Open source software has had a lasting impact on the world and the likes of WordPress, Linux, Firefox and Magento have become household names. Open Source Hardware hasn’t made such an impression on the public domain, but it’s out there and it’s going to become a much bigger deal.
Open source software has changed the business world and now two-thirds of commercial and professional websites run on OSS. 3D printing is set to become a fixture in the modern workplace, so can hardware follow in its footsteps?
3D printing is not new, the price is
Free software was not a new thing in the 80s, just like 3D printing is not new now. What has changed is that the price of entry has come down and we have structures in place that allow collaboration.
3D Printers are getting cheaper and become more reliable. So now there is a call for an organised system for open source hardware, as well as legal guidelines to save it from becoming a free for all.
Platforms are the solution
Sharing also has to become the norm. Platforms like Thingiverse and MyMiniFactory have to follow in the footsteps of open source software icon sourceforge.net and github and connect the makers, companies and great designers.
These platforms have a huge role to play in the development of open source hardware. They must be a search engine, repository, collaborative hub, marketplace and one-stop print shop.
As the sites, forums and messenger systems are so much better than our open source software forefathers had at their disposal, there is no excuse if it doesn’t happen.
Take technical lessons from open source
They must allow for forking: designers taking the project off in another direction while leaving the original intact.

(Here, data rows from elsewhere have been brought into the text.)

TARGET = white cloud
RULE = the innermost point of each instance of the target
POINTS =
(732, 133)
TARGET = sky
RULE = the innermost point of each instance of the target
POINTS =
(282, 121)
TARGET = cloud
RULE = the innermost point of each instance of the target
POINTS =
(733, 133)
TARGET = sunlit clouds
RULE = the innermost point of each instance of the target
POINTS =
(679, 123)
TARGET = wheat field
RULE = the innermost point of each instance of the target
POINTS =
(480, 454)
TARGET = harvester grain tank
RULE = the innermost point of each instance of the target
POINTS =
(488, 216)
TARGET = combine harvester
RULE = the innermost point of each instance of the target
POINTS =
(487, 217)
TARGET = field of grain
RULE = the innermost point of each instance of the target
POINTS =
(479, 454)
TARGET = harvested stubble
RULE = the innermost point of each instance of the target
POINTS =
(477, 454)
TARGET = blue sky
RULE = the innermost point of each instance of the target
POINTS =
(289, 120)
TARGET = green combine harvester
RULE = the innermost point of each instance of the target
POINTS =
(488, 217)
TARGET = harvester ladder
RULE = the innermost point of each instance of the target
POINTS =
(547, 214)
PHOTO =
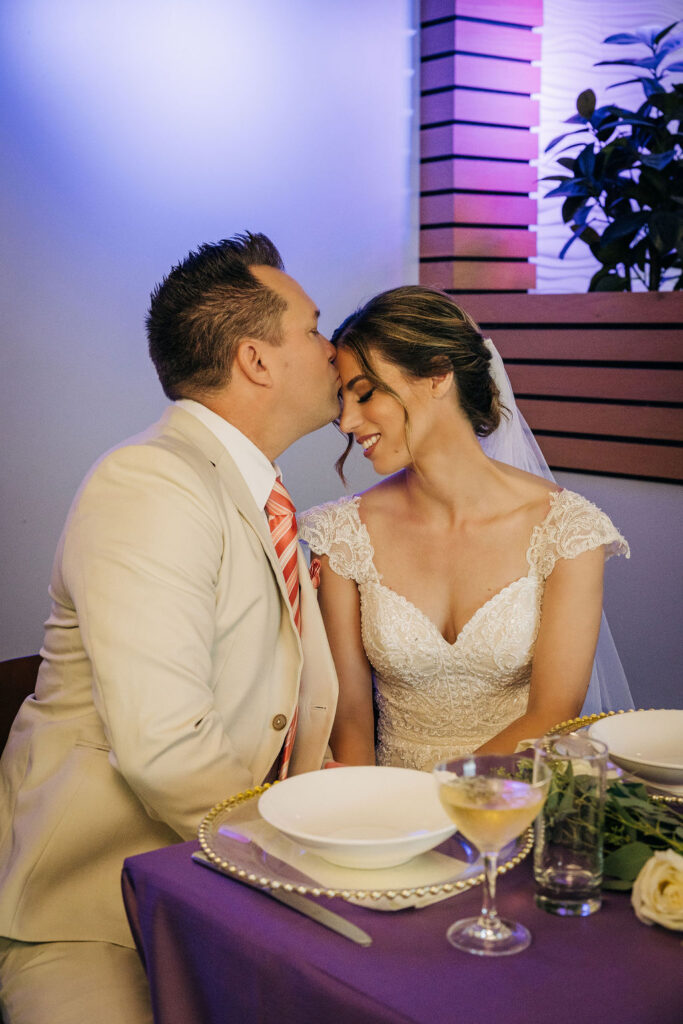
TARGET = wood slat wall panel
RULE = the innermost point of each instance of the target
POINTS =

Inevitably one or more platforms will emerge as the winners of the battle royale that is going on in the shadows right now. They will be the ones that incorporate all of these requirements and simply serve the end user more effectively. They will be the backbone of the open source hardware community.
Designing for free? People will do it
With software packages becoming ever more accessible, the barriers to entry are coming down. Open source design softwares are starting to emerge. The WeDesign.Live project means that anybody should be able to design, too, which means people will do this for fun.

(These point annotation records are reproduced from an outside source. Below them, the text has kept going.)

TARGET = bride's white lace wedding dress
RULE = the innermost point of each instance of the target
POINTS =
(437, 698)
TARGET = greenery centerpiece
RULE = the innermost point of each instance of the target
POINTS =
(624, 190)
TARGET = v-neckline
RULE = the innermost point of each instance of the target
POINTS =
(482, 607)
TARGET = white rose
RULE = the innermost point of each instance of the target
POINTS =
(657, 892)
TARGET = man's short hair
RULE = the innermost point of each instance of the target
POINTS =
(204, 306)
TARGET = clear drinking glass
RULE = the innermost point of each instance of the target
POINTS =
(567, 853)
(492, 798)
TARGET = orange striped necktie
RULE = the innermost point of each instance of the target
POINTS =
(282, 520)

Now the printers themselves need to converge towards the most effective design that ensures some level of consistency between makes and models.
Of course there is the elephant in the room, too, intellectual property. The big players are keen to protect their IP, the law changes from one country to another, and 3D printing is a truly global effort. So the industry may have to become self-regulating if it wants the manufacturers to get involved.
Can we trust each other?
At the end of the day, the failure or success of open source hardware will come down to trust. Do the contributors trust each other enough to work together? If not each product will descend into a mass of forked options that will simply not be as good as it could be if everyone pulled in the same direction.
Open communication, through the platform as well as the individual, together with rating systems and specific communities for different projects, will help head this one off at the pass.
Developers and firms will also have to learn to work together. Makerbot proved how easy it is to destroy trust in the system, by using an open source design for its first printer before shutting its ‘design team’ out of the development for the second. This can drive designers away in droves.
Other companies, including Lego, want to foster a community spirit yet don’t want to give up their IP. This is a complex balancing act and we need better solutions.
How much faith does the community have?
Do the end users trust the platform to provide solid files with no errors and no IP issues that could land them in trouble?
Big companies have to trust the system enough to release plans for people to print products at home and disrupt the entire manufacturing industry. Then the users have to believe that big companies won’t simply take their designs and cut them out the loop once they have given their time and expertise.
It’s clear that the platforms and everybody’s trust in them will have a major impact on open source hardware’s success or failure in the years ahead. We hope that the platforms take their role seriously and that everybody learns to play nice.
If they do, we can really change the world here.